Hace unos días, en una de sus conferencias mañaneras, nuestro Presidente refiriéndose a los científicos dijo: “no salen de las oficinas, de los cubículos. Los investigadores, los académicos, no van al campo, no conocen la realidad y no se puede transformar una realidad que no se conoce. Entonces se opina de todo, son todólogos, saben de todo, pero están en las nubes, levitan, no tienen los pies sobre la tierra, no tienen información”.

No había escuchado un desprecio tan cerril, con base en el desconocimiento, a un conglomerado diverso de personas que se dedican a tareas no solo necesarias, sino estratégicas. Claro, si queremos que el país se desarrolle, crezca, genere conocimiento, tecnología, bienestar.

¿Puede descalificarse así a un universo complejo, numeroso, diferenciado? ¿Deben meterse a investigadores de muy diferentes disciplinas en un mismo saco? ¿Sabe el Presidente que dependiendo del área de especialidad los académicos trabajan con distintos instrumentos? Habrá quien pase sus días en archivos y bibliotecas, otros en laboratorios, algunos más en el campo y súmele usted. ¿Estará al corriente de que en muchas disciplinas los equipos de trabajo científico remedan a los viejos gremios medievales, puesto que hay maestros, oficiales y aprendices? Una jerarquía basada en el conocimiento. En ese universo hay diferentes capacidades y calidades. Tenemos investigadores de excelencia, buenos, regulares, malos y aún simuladores, y suelen ser sus propios colegas los que los señalan. ¿Para qué necesita un historiador del siglo XIX ir al campo? Ni modo, un astrónomo deberá estar laborando pegado al telescopio. La inmensa mayoría de los científicos normalmente opinan de asuntos ligados a su campo de especialidad, aunque como ciudadanos tienen todo el derecho a expresarse en relación a cualquier materia. Y en efecto, hay quienes opinan de (casi) todo, pero no son precisamente los científicos, sino aquellos que participan en el circuito del debate público, donde destacan los políticos a los que se les dificulta decir simplemente “no sé”.
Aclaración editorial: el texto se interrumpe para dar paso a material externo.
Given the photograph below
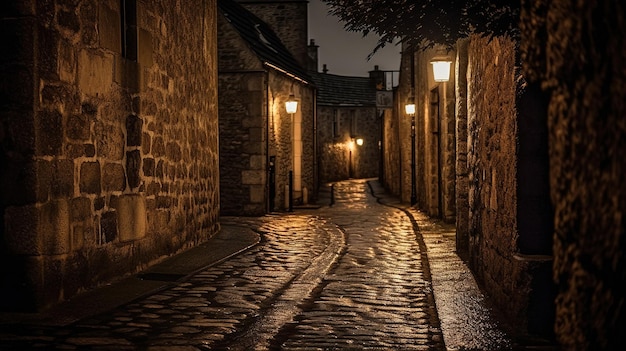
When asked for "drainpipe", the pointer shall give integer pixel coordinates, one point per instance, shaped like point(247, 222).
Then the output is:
point(267, 143)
Lo que preocupa es la descalificación de grandes conjuntos humanos de manera caprichosa. Intranquiliza el mecanismo simplificador, la rutina de pensamiento que de manera mecánica invalida un quehacer complejo y variado. Se trata de un acercamiento prejuiciado (porque es claro que no se le conoce). El prejuicio consiste en atribuir propiedades negativas a comunidades amplias. Esa fórmula reductora de la complejidad es la que activan, por ejemplo, misóginos, homófobos y racistas. En los tres casos a un conjunto enorme de personas se les colocan adjetivos descalificadores: “Las mujeres son”, “los homosexuales son”, “los negros o los indígenas son” (y usted puede agregar los vituperios que le vengan a la mente). Porque cualquiera sabe o debería saber que estamos hablando de grupos extensos en donde hay de todo (en el otro extremo se encuentran los que solo ven en ellos atributos). En ambas operaciones lo que se suprime es la complejidad. Por cierto, la misoginia, la homofobia o el racismo no hablan de los grupos humanos a los que se dirige el desprecio, sino de los miedos y rencores de quien los porta y difunde. El problema mayor con esas actitudes es que ofrecen una compensación simbólica. El pobre diablo se ufana, en su discurso y sus poses, de que por lo menos no es “vieja” o “puto”. Es un resarcimiento que visto desde fuera resulta triste y alarmante. Pero quien lo activa siente una recompensa (vil, pero recompensa al fin). Por ello es tan difícil desterrarlos.

Ese afán del gobierno por establecer de manera recurrente grandes bandos, simplificando realidades complicadas, genera y seguirá generando graves problemas. Porque ni la vida, ni la política, ni las relaciones sociales son como al parecer las piensa el titular del Ejecutivo. En sus consejas no existen gradaciones, matices, análisis finos, sino reprobaciones de bulto. Y ello no nos dice nada de la “cosa” a la que alude, sino habla de él.